More than 6 percent of voters failed to register a vote for president, twice the rate of previous presidential elections. Worse, in some Chicago wards with large minority populations, more than 12 percent of the ballots lacked a countable vote for president.

At a news conference Thursday, Cook County Clerk David Orr demonstrated the Precinct Ballot Counter 2100, purchased in 1999 as part of a $26 million voting equipment overhaul. Had voting protection features been used in November, Orr estimated that four out of five of the uncounted ballots would have been successfully cast..

“If we would’ve been allowed to use the voter protection system in November, we would not have had the problem,” he said. But the mechanics of alerting voters to undervotes has some worried. If a voter deliberately decides to skip a race–just as if an error occurred due to hanging chads or improperly poked holes–the machine will kick back a ballot.

“Ballot Not Accepted,” a message on the machine will read. “See Election Judge.”

A printout will inform the election judge that an undercount occurred somewhere on the ballot.
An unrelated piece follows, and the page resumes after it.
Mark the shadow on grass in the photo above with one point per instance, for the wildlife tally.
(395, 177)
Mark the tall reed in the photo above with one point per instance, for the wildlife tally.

The voter may tell the election judge to disregard the message and submit the ballot.

But voters who wish to correct ballots will have to decipher the computer card to determine where the problem occurred. If a voter asks an election judge to help find the undervoted race, that could lead to problems, Zimmer said. “Since election judges are nominated by the political parties, the likelihood is the election judge is not an entirely disinterested person,” he saidSteve Brown, spokesman for the Illinois Democratic Party, which last month sued Illinois, Cook County and Chicago election officials for the right to use error-detection technology, dismissed the fears as based on an outdated notion of Chicago’s legendary political machine.

“They’re caught up in urban legend,” he said. “This gives way too much credit to the monolithic image of the Democratic Party. Our goal is to get every vote counted.”

Dan McGinnis, vice president of Election Systems & Software, the largest producer and installer of election systems in the U.S. and the maker of Cook County’s punch-card ballot system, said he was unaware of any other election jurisdiction that would reject ballots if any one office fails to reflect a vote.